Provide children with a stable and supportive network of friends by taking them to a club such as Brownies or sports/dance activities, where the belief that it's who they are (not what they look like) that matters most.

Impose good boundaries. Healthy, positive discipline draws boundaries for behaviour, provides security, and gives children the confidence to cope with the physical and psychological changes they experience as they begin puberty.

Teach kids to believe their self worth isn't based on their looks but what kind of person they are. Young girls are constantly being told that their worth and potential popularity is based on how pretty they are. Instead praise them for their school work, being creative, being kind...

Take a strong stance against clothes or make-up that you consider to be too old or too sexual. Make rules about types of clothes that are and aren't acceptable, and stick to them. With a little bit of searching you can find fun clothing both you and kids like. Finding it difficult to find clothes for young girls that don't mimic adult clothes? Voice your concerns to the shops.

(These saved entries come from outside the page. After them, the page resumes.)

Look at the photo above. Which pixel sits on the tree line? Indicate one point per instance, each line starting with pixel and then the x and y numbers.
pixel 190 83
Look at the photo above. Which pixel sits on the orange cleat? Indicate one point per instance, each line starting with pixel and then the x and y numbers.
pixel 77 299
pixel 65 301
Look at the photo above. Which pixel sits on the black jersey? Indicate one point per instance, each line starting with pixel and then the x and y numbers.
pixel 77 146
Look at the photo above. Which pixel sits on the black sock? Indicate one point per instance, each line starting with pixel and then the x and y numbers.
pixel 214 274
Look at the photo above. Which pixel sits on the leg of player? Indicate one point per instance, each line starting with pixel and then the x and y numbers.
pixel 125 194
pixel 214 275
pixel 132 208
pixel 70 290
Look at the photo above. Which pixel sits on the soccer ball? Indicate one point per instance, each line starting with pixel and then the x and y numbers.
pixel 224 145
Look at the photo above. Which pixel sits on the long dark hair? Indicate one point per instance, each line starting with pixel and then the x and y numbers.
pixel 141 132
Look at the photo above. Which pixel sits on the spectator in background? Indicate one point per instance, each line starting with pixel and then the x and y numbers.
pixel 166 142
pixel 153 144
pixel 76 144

Be open and honest about sex. Many parents wait for their children to openly ask questions about sexuality and relationships before giving any sort of guidance. However, children often lack the courage or the vocabulary to pose the questions they want to ask. So be proactive, talking as openly with your children as is appropriate. And don't make it a one-time conversation. Your children need to know they are always welcome to come to you and chat.

Monitor your child's internet usage by keeping the computer in the living room where you can see what websites they visit, and put a filter on it. Be mindful of what your children watch, avoiding shows where the characters are constantly talking about impressing boys, wearing sexy clothing and make-up and graphic music videos. And sit down with them. That way you can talk about what they're seeing, discuss how realistic it is and present an alternative point of view.

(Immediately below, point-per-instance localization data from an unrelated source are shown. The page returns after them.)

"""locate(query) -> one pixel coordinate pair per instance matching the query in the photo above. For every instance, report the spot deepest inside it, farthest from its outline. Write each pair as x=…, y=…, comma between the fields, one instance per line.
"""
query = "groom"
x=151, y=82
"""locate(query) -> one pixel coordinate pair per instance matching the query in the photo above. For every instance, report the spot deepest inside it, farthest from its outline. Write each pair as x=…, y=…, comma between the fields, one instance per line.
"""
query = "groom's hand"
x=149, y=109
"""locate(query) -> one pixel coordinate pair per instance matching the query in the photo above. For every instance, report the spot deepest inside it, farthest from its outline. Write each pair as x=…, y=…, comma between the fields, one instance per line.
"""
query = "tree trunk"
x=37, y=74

Are the toys you are buying for your girls contradicting what you are teaching them about their sexuality, and self-worth? Forget Bratz, there are lots of options to choose from that don't objectify women. Don't back down and settle for what is popular .

Although you're trying to teach looks aren't everything, girls especially need to be told they are beautiful without 'sexy' clothes or tons of make-up. If they don't feel validated at home, they'll look elsewhere for attention.

Think about your own actions. Kids pick up most of the things they learn by what we do, not by what we say. Have a healthy self-image of yourself so that you can create one in your daughter. Dads - your daughters look to you as a model for how they should expect men to treat them. Set the standard high.

Speak to your child's school. Do they offer media awareness lessons and provide comprehensive sexual education? Also, encourage your child to take part in extracurricular music, drama, and games lessons that stress development of a talent or skill.